- 1.23m-dot LCD screen
- Hybrid AF system
- Addition of shutter and aperture priority
- Lack of Raw capture
- Slightly bulky
- Softening towards frame edges
Review Price £245.00
As with most advanced compacts currently on the market, the Ricoh CX6 isn’t the smallest compact camera. That being said, the body is certainly small enough to fit in to a trouser pocket and the bulk is warranted, owing to the specification the CX6 delivers.
One mitigating factor for this slightly bulky body is no doubt the large focal range. The CX6 features a 10.7x optical zoom, covering 28-300mm in equivalent 35mm terms, and accompanied by a maximum aperture ranging from f/3.5 – f/5.6 at the wide and tele ends of the zoom respectively. Sharp images are promised throughout the focal range thanks to the presence of a sensor shift image stabilizer, while the lens itself has the added bonus for macro enthusiasts of being able to focus at distances of as little as just 1cm.
At the core of the Ricoh CX6 sits the compact’s sensor. The model houses a 1/2.3in CMOS sensor with an effective resolution of approximately 10-megapixels. The sensor itself is of the back-illuminated variety; the type of CMOS sensor design that promises better performance in low light than the traditional variety.
The back-illuminated CMOS sensor is accompanied by Ricoh’s Smooth Imaging Engine – now in it’s fourth iteration – which also promises to deliver a level of image quality in line with the wider advanced compact market.
The presence of both a backlit CMOS sensor and Ricoh’s Smooth Imaging Engine IV is no doubt aimed at giving photographers more confidence to utilise the full extent of the Ricoh CX6’s 100-3200 ISO range without having to worry about noise.

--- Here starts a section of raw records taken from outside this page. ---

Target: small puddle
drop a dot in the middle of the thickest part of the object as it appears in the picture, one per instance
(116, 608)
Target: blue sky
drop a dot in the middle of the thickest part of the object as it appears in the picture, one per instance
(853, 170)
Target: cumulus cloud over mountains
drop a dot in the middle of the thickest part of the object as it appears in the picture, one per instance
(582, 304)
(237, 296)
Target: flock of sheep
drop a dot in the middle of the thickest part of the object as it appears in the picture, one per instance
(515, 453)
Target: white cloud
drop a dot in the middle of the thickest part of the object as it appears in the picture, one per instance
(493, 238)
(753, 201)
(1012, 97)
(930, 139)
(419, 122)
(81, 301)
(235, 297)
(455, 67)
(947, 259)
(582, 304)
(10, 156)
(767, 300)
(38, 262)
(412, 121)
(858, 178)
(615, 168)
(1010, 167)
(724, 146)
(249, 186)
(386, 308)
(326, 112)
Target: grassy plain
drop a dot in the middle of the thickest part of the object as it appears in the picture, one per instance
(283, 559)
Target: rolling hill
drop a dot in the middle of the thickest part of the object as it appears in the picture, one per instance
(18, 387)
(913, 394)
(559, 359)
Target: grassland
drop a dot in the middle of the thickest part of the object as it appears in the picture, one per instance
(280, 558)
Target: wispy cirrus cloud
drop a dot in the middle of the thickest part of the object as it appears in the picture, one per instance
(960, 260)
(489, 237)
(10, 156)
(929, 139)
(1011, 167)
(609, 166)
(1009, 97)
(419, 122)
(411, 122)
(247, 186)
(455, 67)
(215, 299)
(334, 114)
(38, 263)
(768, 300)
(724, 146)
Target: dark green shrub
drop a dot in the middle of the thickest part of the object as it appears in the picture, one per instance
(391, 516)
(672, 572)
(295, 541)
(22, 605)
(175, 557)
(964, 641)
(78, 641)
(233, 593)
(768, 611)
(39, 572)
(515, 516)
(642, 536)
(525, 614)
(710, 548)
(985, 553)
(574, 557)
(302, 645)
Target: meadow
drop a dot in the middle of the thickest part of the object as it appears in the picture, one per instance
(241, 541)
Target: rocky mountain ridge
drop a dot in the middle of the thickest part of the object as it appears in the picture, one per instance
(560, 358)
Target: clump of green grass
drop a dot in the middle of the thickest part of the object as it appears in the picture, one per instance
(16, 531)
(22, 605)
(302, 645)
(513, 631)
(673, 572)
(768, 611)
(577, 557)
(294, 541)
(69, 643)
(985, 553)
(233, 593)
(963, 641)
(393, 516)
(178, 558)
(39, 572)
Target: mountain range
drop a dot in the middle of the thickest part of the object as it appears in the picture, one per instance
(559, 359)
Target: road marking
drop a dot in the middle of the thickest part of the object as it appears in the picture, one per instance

One of the standout features on Ricoh cameras of late has been its new Hybrid AF technology, and the good news is that it features on the CX6. The system combines Contrast AF technology with an independent AF sensor for ‘ultra-high-speed’ autofocus and the promise of AF speeds of as little as 0.1 seconds throughout the full 28-300mm focal range.
Whilst on the subject of standout features, it would be remiss not to mention the CX6’s LCD screen. The compact sports a 3in, 1.23m-dot VGA LCD monitor that is triple-coated for durability and visibility. Ricoh also claim that new ‘High-Brightness’ technology results in 70% brighter image and review than the Ricoh CX5.
One criticism of the CX5 was that, despite appearing like an advanced compact, there were still advanced-shaped holes in its specification. The good news is that Ricoh has addressed these in the shooting mode department – the CX6 now features both aperture and shutter priority modes, alongside the conventional auto, scene and programme modes.
As is the case with most compact cameras these days, the CX6 arrives with a bevy of ‘creative shooting modes’. The only mode to debut on the CX6 is a new ‘Bleach Bypass’ option, which now takes its place alongside a variety of other effects, including Soft Focus, Cross Process and Toy Camera effects.
The aforementioned auto mode sports scene recognition technology, through which it can identify the subject and then select the appropriate scene mode. If you’d rather pick the scene mode yourself you can of course do so, and will be able to choose from any of 13 present on the CX6.
The CX6 offers HD movie capture at a resolution of 1280 x 720p, while its on-board microHDMI connector allows direct output to an HDTV (although you will need to purchase the relevant cable separately).
Continuous shooting is another area in which the CX6 is no slouch, offering a burst mode of around 5 frames per second at full resolution. An ultra-high-speed continuous shooting rate of 120 frames per second is also possible, although images captured are only 640 x 480 in resolution, and the burst mode only lasts for one second.
As mentioned at the start of this review, the Ricoh CX6 is certainly not the slimmest advanced compact on the market. Despite its relative bulk, the designers at Ricoh have earned their money in making the CX6 still feel light in the hand.
The rectangular body features a front panel that is bulbous towards the right hand edge, forming a type of hand grip in conjunction with a rubberised thumb rest on the rear panel. Said rear panel is relatively light on buttons – four settings buttons featuring, along with a dedicated record button for access to HD video capture and playback button. An adjustment toggle stick compensates for this lack of function access thanks to its customisability, while a mode dial sits on the model’s top plate for easy access to the various shooting modes.